50. The SF-1 receptor variant or active fragment of claim 41, comprising an amino acid sequence lacking naturally occurring cysteine residues corresponding to C267, C302 and C423 of murine SF-1.

51. The SF-1 receptor variant or active fragment of claim 50, said variant comprising amino acid substitutions at cysteine residues corresponding to C267, C302 and C423 of murine SF-1.

52. The SF-1 receptor variant or active fragment of claim 45, 47, 49 or 51, wherein each of said cysteine residues is independently substituted with an amino acid selected from the group consisting of serine, threonine, alanine and valine.

53. The SF-1 receptor variant or active fragment of claim 45, 47, 49 or 51, wherein each of said cysteine residues is independently substituted with an amino acid selected from the group consisting of serine and threonine.

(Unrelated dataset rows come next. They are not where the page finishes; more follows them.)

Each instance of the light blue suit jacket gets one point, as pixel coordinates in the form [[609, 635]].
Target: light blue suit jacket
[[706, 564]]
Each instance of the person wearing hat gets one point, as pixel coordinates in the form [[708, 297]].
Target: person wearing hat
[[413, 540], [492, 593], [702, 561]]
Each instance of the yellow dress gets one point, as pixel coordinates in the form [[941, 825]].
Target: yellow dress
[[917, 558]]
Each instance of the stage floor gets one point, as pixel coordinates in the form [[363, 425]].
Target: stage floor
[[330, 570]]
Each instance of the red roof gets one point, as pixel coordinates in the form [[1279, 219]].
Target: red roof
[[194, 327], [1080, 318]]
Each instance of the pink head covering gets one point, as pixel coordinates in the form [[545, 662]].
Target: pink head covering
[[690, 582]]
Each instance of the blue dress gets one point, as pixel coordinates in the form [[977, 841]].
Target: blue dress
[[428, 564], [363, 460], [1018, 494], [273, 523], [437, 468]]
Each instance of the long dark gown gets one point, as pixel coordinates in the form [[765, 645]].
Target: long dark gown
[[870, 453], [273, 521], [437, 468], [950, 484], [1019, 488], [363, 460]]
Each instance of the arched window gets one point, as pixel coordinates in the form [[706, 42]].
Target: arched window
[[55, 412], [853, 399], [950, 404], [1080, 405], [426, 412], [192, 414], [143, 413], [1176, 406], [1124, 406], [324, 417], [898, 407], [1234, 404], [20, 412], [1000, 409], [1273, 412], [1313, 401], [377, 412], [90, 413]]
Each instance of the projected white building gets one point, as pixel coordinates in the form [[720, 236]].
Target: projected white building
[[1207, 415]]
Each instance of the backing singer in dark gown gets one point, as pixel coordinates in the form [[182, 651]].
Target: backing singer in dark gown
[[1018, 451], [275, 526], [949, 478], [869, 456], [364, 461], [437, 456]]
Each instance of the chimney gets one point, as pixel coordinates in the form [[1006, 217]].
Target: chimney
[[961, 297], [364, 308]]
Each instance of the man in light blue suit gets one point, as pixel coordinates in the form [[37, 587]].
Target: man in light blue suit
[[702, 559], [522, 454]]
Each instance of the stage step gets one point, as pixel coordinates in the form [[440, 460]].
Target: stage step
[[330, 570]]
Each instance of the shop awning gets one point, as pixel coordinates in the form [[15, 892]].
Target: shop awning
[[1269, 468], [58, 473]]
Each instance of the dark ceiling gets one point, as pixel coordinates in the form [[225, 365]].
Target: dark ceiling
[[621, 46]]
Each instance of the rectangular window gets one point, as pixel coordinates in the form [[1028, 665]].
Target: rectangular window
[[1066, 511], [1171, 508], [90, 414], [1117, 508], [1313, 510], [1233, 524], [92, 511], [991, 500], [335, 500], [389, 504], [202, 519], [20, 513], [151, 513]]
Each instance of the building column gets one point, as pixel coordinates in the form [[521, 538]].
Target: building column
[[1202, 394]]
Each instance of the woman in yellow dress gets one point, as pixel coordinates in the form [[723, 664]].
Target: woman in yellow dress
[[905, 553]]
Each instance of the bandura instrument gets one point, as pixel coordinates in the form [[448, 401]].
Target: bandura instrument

54. The SF-1 receptor variant or active fragment of claim 45, 47, 49 or 51, wherein each of said cysteine residues is substituted with serine.

55. The SF-1 receptor variant or active fragment of claim 41, which is an active fragment comprising a ligand-binding domain.

56. The SF-1 active fragment of claim 55, which does not contain additional SF-1 receptor sequence.

57. The SF-1 receptor variant or active fragment of claim 41, which is a human SF-1 receptor variant.

58. The SF-1 receptor variant or active fragment of claim 41, which is a murine SF-1 receptor variant.

59. The murine SF-1 receptor variant or active fragment of claim 58, comprising the amino acid sequence SEQ ID NO: 15.